At The Gunnery, we ask our players and coaches to honor visiting teams and spectators as their own guests and treat them as such, and likewise, to behave as an honored guest when they visit another school. We ask them to be gracious in victory and in defeat, and to learn especially to take defeat well. We ask them to be as cooperative as they are competitive, and to remember that their actions on and off the field, court or ice reflect on them and our school. These same guidelines apply to spectators but sometimes, we fall short of those goals. Here are Mike’s words on how we can all be the best fans.
“With class…” For those of you who Coach Seth Low and I have had the honor of coaching, you might remember hearing those words right before we go into the handshake line at the end of the game. Win or lose, we want to remind you to handle yourself “with class.”
As a coach, I can speak to my team. Today, I am going to speak to you as the Athletic Director and I wanted to address fan behavior, specifically the difference between cheering and jeering. By definition, “to cheer” is “to give comfort or support to.” “To jeer” is “to taunt.”
Friday was a great atmosphere here on campus: a night game, a packed rink against a rival. It was electric and fun and the crowd was into it, but there were times that I felt that some of the behavior crossed the line between cheering and jeering.
One of my favorite things at our school is when a member of a team makes an announcement at lunch and says: “Our team has a game today. Come out and support us.” To me, the most important word in that sentence is “support.” The definition of “support” is “to bear all or part of the weight of; hold up.”

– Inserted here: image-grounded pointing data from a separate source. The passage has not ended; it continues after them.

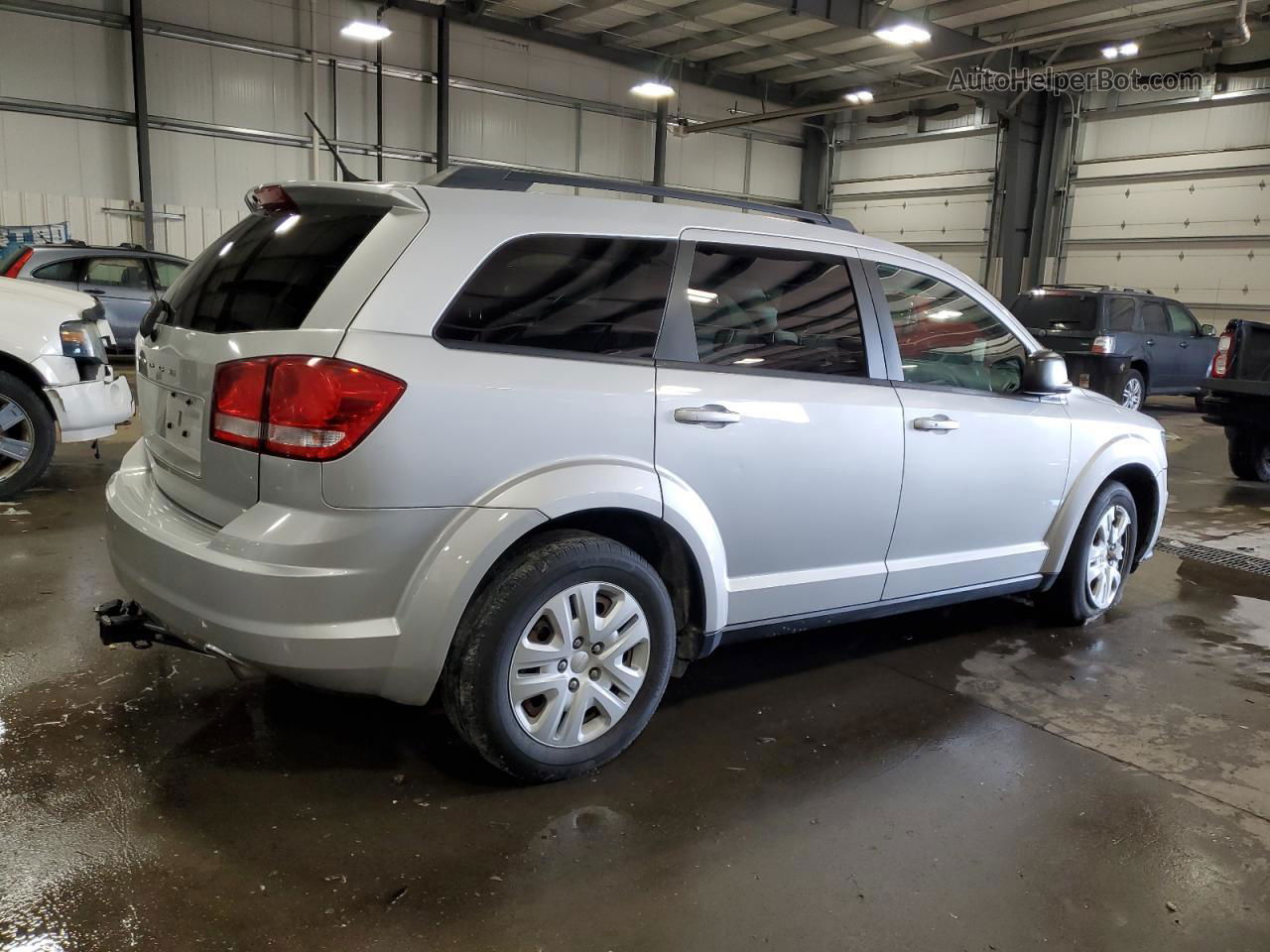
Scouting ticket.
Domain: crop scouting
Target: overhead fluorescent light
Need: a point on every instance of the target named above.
(653, 90)
(905, 35)
(370, 32)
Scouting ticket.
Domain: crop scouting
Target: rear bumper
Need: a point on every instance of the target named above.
(90, 409)
(309, 595)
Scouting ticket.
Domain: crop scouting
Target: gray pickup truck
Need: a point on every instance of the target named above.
(1238, 397)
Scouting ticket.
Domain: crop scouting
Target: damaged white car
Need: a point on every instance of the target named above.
(55, 379)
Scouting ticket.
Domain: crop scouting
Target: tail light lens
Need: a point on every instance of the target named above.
(300, 408)
(14, 270)
(1222, 358)
(1103, 344)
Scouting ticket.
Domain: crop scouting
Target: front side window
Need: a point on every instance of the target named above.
(1182, 322)
(1120, 311)
(117, 273)
(949, 339)
(1153, 317)
(567, 293)
(775, 309)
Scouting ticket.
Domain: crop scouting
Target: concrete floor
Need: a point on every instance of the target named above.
(959, 779)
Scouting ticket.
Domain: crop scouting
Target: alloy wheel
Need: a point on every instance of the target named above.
(1132, 397)
(17, 436)
(578, 664)
(1107, 557)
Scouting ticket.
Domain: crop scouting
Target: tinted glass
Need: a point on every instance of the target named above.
(775, 309)
(1120, 311)
(58, 271)
(267, 272)
(1180, 321)
(949, 339)
(1153, 317)
(567, 293)
(1057, 311)
(167, 272)
(117, 273)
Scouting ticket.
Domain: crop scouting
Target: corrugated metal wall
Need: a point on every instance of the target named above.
(227, 118)
(930, 189)
(1174, 197)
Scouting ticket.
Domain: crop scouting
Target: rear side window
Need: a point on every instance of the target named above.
(1120, 311)
(566, 293)
(59, 271)
(1153, 317)
(775, 309)
(267, 272)
(117, 273)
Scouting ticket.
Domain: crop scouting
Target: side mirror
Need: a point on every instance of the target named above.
(1046, 373)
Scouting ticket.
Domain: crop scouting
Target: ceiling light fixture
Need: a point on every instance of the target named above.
(905, 35)
(651, 89)
(370, 32)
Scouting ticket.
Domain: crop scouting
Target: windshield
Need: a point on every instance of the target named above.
(267, 272)
(1057, 312)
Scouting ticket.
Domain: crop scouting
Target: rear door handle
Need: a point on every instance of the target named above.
(708, 416)
(937, 424)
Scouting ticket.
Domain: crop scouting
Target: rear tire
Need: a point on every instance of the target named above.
(1134, 393)
(27, 426)
(1250, 454)
(562, 657)
(1091, 585)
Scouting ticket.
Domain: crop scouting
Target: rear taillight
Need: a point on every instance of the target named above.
(14, 270)
(303, 408)
(1222, 358)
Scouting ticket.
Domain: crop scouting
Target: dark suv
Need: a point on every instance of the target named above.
(125, 278)
(1121, 341)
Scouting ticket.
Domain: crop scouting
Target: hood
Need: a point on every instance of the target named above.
(14, 293)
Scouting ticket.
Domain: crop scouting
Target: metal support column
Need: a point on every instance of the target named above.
(379, 100)
(141, 111)
(659, 148)
(443, 90)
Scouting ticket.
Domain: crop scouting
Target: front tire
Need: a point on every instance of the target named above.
(562, 656)
(1134, 394)
(1250, 454)
(1101, 556)
(27, 435)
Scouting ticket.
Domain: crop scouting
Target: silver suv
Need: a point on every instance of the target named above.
(541, 452)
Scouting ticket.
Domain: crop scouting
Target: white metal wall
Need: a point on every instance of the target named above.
(1175, 198)
(931, 190)
(229, 118)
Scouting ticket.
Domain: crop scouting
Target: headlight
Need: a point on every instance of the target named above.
(81, 340)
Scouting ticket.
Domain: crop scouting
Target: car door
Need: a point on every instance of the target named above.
(774, 416)
(1164, 363)
(122, 285)
(984, 465)
(1194, 350)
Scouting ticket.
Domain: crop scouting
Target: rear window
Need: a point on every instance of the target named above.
(567, 293)
(1057, 312)
(267, 272)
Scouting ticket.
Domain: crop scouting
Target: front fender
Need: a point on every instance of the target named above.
(1125, 449)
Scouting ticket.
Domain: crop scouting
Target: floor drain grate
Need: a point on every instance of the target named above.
(1215, 556)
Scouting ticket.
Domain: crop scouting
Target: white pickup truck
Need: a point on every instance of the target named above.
(55, 380)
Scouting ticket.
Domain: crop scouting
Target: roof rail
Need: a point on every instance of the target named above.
(517, 180)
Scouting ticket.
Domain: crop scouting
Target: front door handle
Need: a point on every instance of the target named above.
(708, 416)
(937, 424)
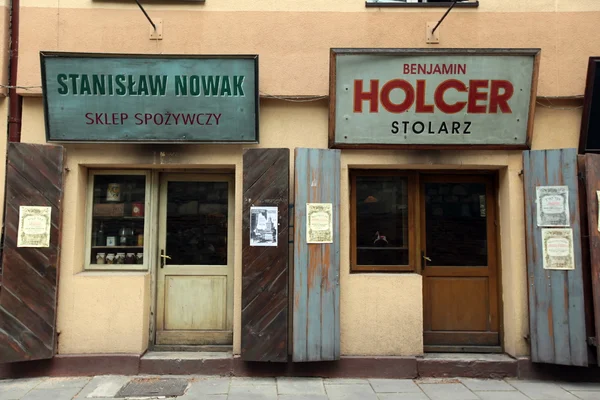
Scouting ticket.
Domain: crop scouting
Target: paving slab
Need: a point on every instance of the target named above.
(241, 381)
(202, 387)
(106, 386)
(345, 381)
(587, 395)
(64, 393)
(394, 386)
(253, 392)
(402, 396)
(202, 397)
(447, 391)
(571, 386)
(14, 389)
(502, 395)
(536, 390)
(486, 385)
(300, 386)
(351, 391)
(57, 383)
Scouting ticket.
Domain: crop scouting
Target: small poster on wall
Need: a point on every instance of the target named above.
(263, 226)
(557, 246)
(319, 223)
(552, 205)
(34, 226)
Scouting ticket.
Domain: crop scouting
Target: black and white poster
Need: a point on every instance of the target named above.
(552, 206)
(263, 226)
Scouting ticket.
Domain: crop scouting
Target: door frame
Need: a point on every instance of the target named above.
(490, 178)
(154, 249)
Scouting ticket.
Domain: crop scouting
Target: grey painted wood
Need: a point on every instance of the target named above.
(316, 316)
(556, 306)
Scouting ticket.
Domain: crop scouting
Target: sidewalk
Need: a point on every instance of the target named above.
(224, 388)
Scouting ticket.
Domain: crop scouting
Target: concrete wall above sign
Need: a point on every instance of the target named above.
(146, 98)
(447, 98)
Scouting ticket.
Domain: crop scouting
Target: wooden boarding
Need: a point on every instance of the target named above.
(265, 269)
(316, 301)
(29, 291)
(592, 182)
(556, 299)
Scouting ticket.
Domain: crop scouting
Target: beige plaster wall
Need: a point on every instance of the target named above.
(318, 6)
(294, 45)
(381, 314)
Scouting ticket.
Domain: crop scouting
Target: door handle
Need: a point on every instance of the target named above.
(425, 259)
(163, 257)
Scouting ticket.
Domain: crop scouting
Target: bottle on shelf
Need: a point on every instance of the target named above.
(123, 236)
(100, 241)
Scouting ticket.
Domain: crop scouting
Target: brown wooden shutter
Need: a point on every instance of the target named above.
(265, 269)
(29, 290)
(556, 304)
(316, 322)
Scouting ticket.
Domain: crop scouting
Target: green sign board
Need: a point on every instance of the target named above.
(146, 98)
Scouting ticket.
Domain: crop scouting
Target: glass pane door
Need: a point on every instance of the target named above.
(197, 223)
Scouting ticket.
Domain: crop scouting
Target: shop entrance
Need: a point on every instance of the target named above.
(195, 266)
(459, 267)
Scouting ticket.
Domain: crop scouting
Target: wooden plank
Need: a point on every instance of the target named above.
(316, 317)
(556, 306)
(586, 267)
(29, 290)
(265, 269)
(592, 182)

Notice that there isn’t anything in that definition about tearing anything or anyone down. Now, I know some of you will say, “Mr. Marich, it was all in good fun,” or “Mr. Marich, you should hear what other schools say.” I’ll counter that and ask, “Does that make it right?” I don’t think it does, especially in high school athletics. I’ll also counter that we are here at Mr. Gunn’s School and Mr. Gunn believed that character was the goal of education.
Don’t get me wrong. I understand that other schools don’t always hold themselves to a higher standard, but that doesn’t mean that we shouldn’t. I also acknowledge the cultural or media influences at play here. Celeys and put-downs are worshiped while the player who sacrificed or did something unselfishly is usually forgotten by the media.
I coach sixth graders in the summer and I was shocked at how many times I would hear, “Expose him!” from parents or opposing players during a game. That behavior unfortunately is learned and it breaks my heart, but as my college coach would say, “It’s easier to tear someone down than build someone up.”
I am not asking you to sit on your hands like they did in the movie “Hoosiers,” and cheer, “We got spirit, yes we do. We got spirit how about you?” But I do think cheering vs. jeering is something we can be cognizant of, and look to improve. Mr. Gunn was counter-cultural and stood up for causes he believed in. We have the opportunity to do that as well.
My job allows for me to watch you play sports. I love what I do. I am so lucky to watch and to cheer you on as you look to learn and grow while competing. So here is my challenge to all of you: I would like for us to start cheering more and jeering less. That is what Mr. Gunn would have wanted and it is what we as a school should stand for.
I’ll also leave you with two quotes of the day. The first is from Vincent van Gogh who said, “What would life be if we had no courage to attempt anything?”
The second is from Teddy Roosevelt: “It is not the critic who counts; not the man who points out how the strong man stumbles, or where the doer of deeds could have done them better. The credit belongs to the man who is actually in the arena, whose face is marred by dust and sweat and blood; who strives valiantly; who errs, who comes short again and again, because there is no effort without error and shortcoming; but who does actually strive to do the deeds; who knows great enthusiasms, the great devotions; who spends himself in a worthy cause; who at the best knows in the end the triumph of high achievement, and who at the worst, if he fails, at least fails while daring greatly, so that his place shall never be with those cold and timid souls who neither know victory nor defeat.”
If either of those didn’t do it for you, there is always the Golden Rule: “Treat others how you want to be treated.”
Whatever you do, just remember to do it “with class.” Thank you.